2021 Fiscal Year Research-status Report
ゲノムマイニングと生合成酵素阻害剤処理を組み合わせた手法による新規化合物の探索
Project/Area Number |
20K05872
|
Research Institution | Setsunan University |
Principal Investigator |
加藤 直樹 摂南大学, 農学部, 准教授 (90442946)
|
Project Period (FY) |
2020-04-01 – 2023-03-31
|
Keywords | 生合成遺伝子クラスター / 糸状菌二次代謝 / 天然物生合成 / デカリン合成酵素 / 阻害剤 |
Outline of Annual Research Achievements |
天然物の創薬資源としての重要性は不変である。昨今の新規化合物発見の困難さを克服するための鍵が、微生物ゲノムに眠る多数の二次代謝物生合成遺伝子クラスター(BGC)である。

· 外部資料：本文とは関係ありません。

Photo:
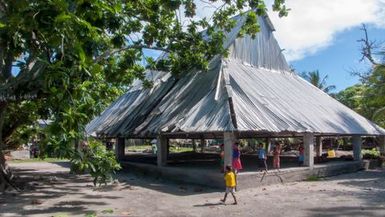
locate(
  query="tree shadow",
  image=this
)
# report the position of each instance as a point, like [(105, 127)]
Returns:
[(48, 193)]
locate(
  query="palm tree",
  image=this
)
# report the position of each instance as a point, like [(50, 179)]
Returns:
[(315, 79)]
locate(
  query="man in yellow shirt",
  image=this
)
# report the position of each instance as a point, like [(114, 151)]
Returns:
[(230, 183)]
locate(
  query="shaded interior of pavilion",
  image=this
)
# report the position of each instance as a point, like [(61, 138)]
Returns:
[(193, 152)]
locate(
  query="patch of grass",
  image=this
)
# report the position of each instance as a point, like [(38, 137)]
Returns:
[(177, 149), (49, 160), (90, 214), (138, 148), (108, 211), (313, 179), (60, 215)]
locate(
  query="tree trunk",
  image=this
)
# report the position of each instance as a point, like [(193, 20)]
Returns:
[(5, 172)]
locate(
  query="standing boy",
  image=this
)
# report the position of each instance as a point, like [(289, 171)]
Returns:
[(230, 183)]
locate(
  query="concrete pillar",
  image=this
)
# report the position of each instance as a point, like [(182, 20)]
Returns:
[(357, 142), (268, 145), (162, 146), (228, 140), (203, 144), (381, 143), (194, 145), (308, 144), (119, 148), (318, 146)]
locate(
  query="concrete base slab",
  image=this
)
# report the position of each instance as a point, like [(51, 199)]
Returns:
[(213, 178)]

ゲノムマイニングに生合成酵素阻害剤処理を組み合わせた新たな探索系を構築することが本研究の目的であり、デカリン合成酵素Fsa2とその生合成経路をモデルに、新規化合物とそのBGC取得を目指す。 Sequence similarity network(SSN)解析に基づくゲノムマイニングにより、新規BGC候補を絞り込み、そのBGCを保持する菌株をデカリン合成酵素阻害剤の有無で培養する。本研究で実証する二次代謝特異的な生合成酵素阻害剤を用いた探索系は、特定の部分構造を有する天然物を効率的に探索・収集でき、BGCへの紐付けも容易である。よって、新規天然物探索の新たな手法の1つとなることが大いに期待できる。 今年度は、土壌分離糸状菌の系統解析に基づき、系統分類的にレアな糸状菌のゲノム解読を実施し、推定デカリン化合物BGCを保持する糸状菌株を複数取得した。昨年度に確立した培養条件を用い、土壌分離糸状菌の中からデカリン化合物生産菌をスクリーニングするとともに、推定デカリン化合物BGC保有菌株に対する阻害剤の影響を評価した。その結果、新規デカリン化合物の生産菌候補の取得に成功した。また、SSN解析により未解析BGCの一群を同定し、当該BGCを保持する糸状菌株のノックアウト実験を行うことで、デカリン化合物とBGCとの紐付けを行った。
|
Current Status of Research Progress |
Current Status of Research Progress
2: Research has progressed on the whole more than it was originally planned.
Reason
SSN解析により見出した未解析BGCを保持する生産菌の解析から、デカリン化合物の一群とBGCとの紐付けに成功した。また、土壌分離糸状菌を対象としたスクリーニングにより、新規デカリン化合物生産菌の候補を取得することができており、ほぼ予定通り研究が進展している。
|
Strategy for Future Research Activity |
今年度の成果に基づき研究を実施する。新規デカリン化合物生産菌からの化合物取得、構造解析を進めるとともに、ゲノム解読を行いBGCとの紐付けをする。ゲノムマイニングから見出したデカリン化合物生産菌についても同様に解析を進める。
|
Causes of Carryover |
コロナ禍の影響で学会参加や研究打ち合わせのための旅費にかかる支出が少なかったため、繰越額が少額発生した。高額ではないので、次年度は研究計画に沿って、適正な予算執行に努める。